The graphic to the right illustrated the first point using the same five years of American Community Survey Data. The Gini index for the District of Columbia is 0.535 and the index for Puerto Rico is 0.538. They are both what would be considered very high values for the index. Yet it is readily apparent in the graphic just how much lower are income levels in Puerto Rico. The Gini index for the two jurisdictions are very much the same because the income distribution have approximately the same percentage of households in each income cell. The fact that the income levels are vastly different does not affect the index.

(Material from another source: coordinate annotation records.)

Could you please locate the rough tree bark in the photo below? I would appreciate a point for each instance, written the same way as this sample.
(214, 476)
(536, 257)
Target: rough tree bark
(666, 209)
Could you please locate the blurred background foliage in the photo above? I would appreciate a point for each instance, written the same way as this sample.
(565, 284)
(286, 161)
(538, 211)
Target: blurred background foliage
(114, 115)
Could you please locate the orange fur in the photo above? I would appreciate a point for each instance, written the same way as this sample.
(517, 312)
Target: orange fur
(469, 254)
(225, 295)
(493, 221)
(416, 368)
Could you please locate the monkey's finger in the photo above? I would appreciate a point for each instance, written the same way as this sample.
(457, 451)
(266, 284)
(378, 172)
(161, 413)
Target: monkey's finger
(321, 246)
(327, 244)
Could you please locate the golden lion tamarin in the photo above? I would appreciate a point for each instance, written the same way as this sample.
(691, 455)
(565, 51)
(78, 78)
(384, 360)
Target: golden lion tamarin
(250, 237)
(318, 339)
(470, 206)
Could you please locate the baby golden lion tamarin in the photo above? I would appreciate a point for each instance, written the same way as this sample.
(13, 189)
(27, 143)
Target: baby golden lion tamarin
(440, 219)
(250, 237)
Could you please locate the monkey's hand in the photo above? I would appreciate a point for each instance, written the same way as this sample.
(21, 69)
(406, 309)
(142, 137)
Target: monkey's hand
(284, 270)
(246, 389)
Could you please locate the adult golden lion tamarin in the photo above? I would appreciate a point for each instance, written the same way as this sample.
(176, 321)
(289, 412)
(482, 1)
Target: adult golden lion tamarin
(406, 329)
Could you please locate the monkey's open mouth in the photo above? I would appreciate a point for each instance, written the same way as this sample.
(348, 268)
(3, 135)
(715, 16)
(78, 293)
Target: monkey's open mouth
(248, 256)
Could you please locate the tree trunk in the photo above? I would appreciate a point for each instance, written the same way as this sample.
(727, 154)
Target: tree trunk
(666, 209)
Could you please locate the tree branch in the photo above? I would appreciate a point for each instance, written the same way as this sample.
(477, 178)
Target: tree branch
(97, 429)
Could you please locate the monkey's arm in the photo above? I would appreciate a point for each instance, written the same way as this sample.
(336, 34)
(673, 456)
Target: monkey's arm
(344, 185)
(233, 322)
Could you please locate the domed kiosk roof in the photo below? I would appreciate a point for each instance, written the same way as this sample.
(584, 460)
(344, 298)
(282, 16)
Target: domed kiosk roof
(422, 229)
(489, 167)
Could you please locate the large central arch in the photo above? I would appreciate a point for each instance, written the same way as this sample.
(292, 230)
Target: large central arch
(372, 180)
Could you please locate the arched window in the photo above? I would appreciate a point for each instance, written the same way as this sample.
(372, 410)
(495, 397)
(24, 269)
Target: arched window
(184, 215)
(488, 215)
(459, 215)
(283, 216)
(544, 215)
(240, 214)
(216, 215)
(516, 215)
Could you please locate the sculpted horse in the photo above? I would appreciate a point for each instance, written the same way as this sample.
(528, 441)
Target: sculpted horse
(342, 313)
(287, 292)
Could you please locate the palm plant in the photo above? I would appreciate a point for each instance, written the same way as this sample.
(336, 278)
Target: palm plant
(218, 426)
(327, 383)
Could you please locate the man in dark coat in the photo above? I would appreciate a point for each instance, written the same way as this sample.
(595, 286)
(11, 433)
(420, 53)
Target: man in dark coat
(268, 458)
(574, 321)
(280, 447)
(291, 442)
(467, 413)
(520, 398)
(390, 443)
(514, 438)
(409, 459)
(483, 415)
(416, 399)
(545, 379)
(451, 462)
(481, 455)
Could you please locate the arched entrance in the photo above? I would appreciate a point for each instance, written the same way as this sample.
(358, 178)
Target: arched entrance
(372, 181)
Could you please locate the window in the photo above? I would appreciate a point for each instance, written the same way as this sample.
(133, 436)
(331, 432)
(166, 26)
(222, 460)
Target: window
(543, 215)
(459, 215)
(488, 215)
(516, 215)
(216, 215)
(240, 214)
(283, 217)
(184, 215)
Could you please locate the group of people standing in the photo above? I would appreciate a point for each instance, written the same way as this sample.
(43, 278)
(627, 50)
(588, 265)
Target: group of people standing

But the problems go beyond this one issue. The Census Bureau provided as a part of their report income inequality a nice looking graphic showing the level of the Gini index by county. But comparing the value of the Gini index across counties is very problematic. It is never clear what the underlying reasons for the difference are between the counties. The series of plot below indicate just one aspect of the situation. It illustrates what was happening in Alabama. I picked four counties in the North Eastern corner of Indiana and four counties in Eastern Kentucky. The Gini index for the four counties in Indiana are between 0.36 and 0.38. That puts them in the bottom 20% of the range of Gini indexes across the country. The four counties in KY are at opposite end of the scale all being in the upper 20% of the range of Gini index with numbers between 0.46 and 0.48. So by traditional measures they have the largest levels of income inequality.
At first glance the distributions do not look all that different. But notice how much lower incomes are in the first quintile in the KY counties. This difference does not carry over in same proportion at the high end of the income scale. The ratio of the mean income for the fifth quintile to the first quintile is about 8.5 in the IN counties. That same ratio is over 15 in the KY counties. The four KY counties consistently have lower incomes for each quintile. The gap at the fifth quintile is still there but is proportionality smaller than for the other four quintiles. In the end the reason for the higher levels of the Gini index in the KY counties is due to primarily to lower incomes in the bottom four quintiles combined with a smaller income gap in the top quintile. This is true at least in terms of average income in each quintile. So a fair conclusion would be the the four KY are suffering across all but the high income levels relative to the IN counties. This shows up when we look at median household income. The same ACS 5-year data show a median household income for the United States of about $52,000. The four counties in KY are far below this at around $30,000. Should we then really be concerned about the apparent high level of income inequality in the KY counties?